The following relationship types define how nodes are interconnected in the Knowledge Graph, replacing coarser, less descriptive types:

Edge Type	Start Node ➜ End Node	Description
ORIGINATES_FROM	`(:Claim) ➜ (:Block)` or `(:Sentence) ➜ (:Block)`	Links a claim or sentence to its precise source segment (Markdown block) in a Tier 1 raw conversation file. Essential for provenance.
SUMMARIZED_IN	`(:Claim) ➜ (:Summary)`	Indicates that a claim appears (verbatim or paraphrased) in a Tier 2 conversation summary document.
SUPPORTS_CONCEPT	`(:Claim) ➜ (:Concept)`	The claim provides positive evidence for the concept and meets quality standards (high entailment, coverage, and decontextualization scores). Properties: `{strength: Float, entailed_score: Float, coverage_score: Float}`.
CONTRADICTS_CONCEPT	`(:Claim) ➜ (:Concept)`	The claim provides evidence that negates or refutes the concept and meets quality standards. Properties: `{strength: Float, entailed_score: Float, coverage_score: Float}`.
MENTIONS_CONCEPT	`(:Claim) ➜ (:Concept)`	The claim mentions the concept but may not meet the full quality criteria for `SUPPORTS_CONCEPT` (e.g., lower decontextualization or coverage scores).
ENTAILS_CLAIM	`(:Claim) ➜ (:Claim)`	A more general claim logically follows from another specific claim (identified via NLI).
REFINES_CLAIM	`(:Claim) ➜ (:Claim)`	A claim provides more specific details (e.g., date, location, numbers) for another claim on the same topic.
AMBIGUOUS_WITH	`(:Sentence) ➜ (:Sentence)`	Used if claim extraction flags a sentence as having multiple unresolved interpretations; links these interpretations for potential review.
RELATED_TO	`(:Concept) ➜ (:Concept)`	A general relationship indicating two concepts are related, often discovered through graph analysis or LLM suggestions for cross-linking.

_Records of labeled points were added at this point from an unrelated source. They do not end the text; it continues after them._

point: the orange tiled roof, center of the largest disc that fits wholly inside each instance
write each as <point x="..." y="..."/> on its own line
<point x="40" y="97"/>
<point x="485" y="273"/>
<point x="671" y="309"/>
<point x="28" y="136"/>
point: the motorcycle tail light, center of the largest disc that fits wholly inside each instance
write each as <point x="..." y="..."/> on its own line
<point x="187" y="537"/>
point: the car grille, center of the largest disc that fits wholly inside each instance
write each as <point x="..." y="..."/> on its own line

C. Edge Creation Rules & Confidence Weighting

Guard-rails for Evidential Links:
- A SUPPORTS_CONCEPT or CONTRADICTS_CONCEPT edge is created only if the source (:Claim) has high quality scores across all three metrics: entailed_score ≥ 0.9, coverage_score ≥ 0.8, and decontextualization_score ≥ 0.8 (or similar high thresholds).
- If these quality standards are not met, but a relation still exists, the system downgrades the link to MENTIONS_CONCEPT.
Confidence Weighting:
- Edges like SUPPORTS_CONCEPT and CONTRADICTS_CONCEPT store the original claim's quality scores (entailed_score, coverage_score, decontextualization_score) along with the LLM-assigned strength of the relationship. This allows graph queries to weight evidence and rank claims based on their overall quality.
Quality-Based Filtering:
- Claims that fail to meet minimum quality thresholds are not promoted to the user-facing knowledge base, though they may be retained internally for debugging. This ensures that only well-founded, decontextualized claims with adequate coverage contribute to the structured knowledge graph and Obsidian vault.

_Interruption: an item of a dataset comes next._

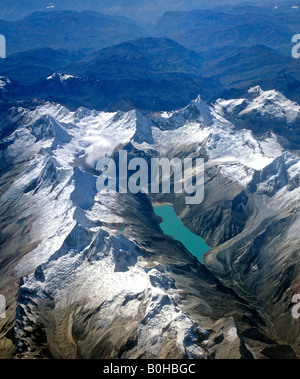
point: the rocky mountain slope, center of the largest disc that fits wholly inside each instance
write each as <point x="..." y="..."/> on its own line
<point x="91" y="275"/>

This explicit schema for claims and relationships ensures that the "well-founded" nature of information is not a subjective label but a set of machine-verifiable metadata, making aclarai's knowledge graph more robust, auditable, and easier for downstream AI agents or human users to trust and consume.

V. Obsidian Integration Philosophy

aclarai is designed to be a seamless extension of your Obsidian workflow:

All connections between Tiers (1 to 2, 2 to 3, 3 to 3, 3 to 2) are explicitly created as standard [wikilinks](/robbiemu/aclarai/wiki/wikilinks) in your Markdown files.
The internal Knowledge Graph acts as the intelligent "backend" that understands and manages these relationships, while Obsidian provides the intuitive, user-facing navigation and visualization.
aclarai does not impose its own query interface; it empowers you to use Obsidian's native search, linking, and graph view to explore your newly organized knowledge base.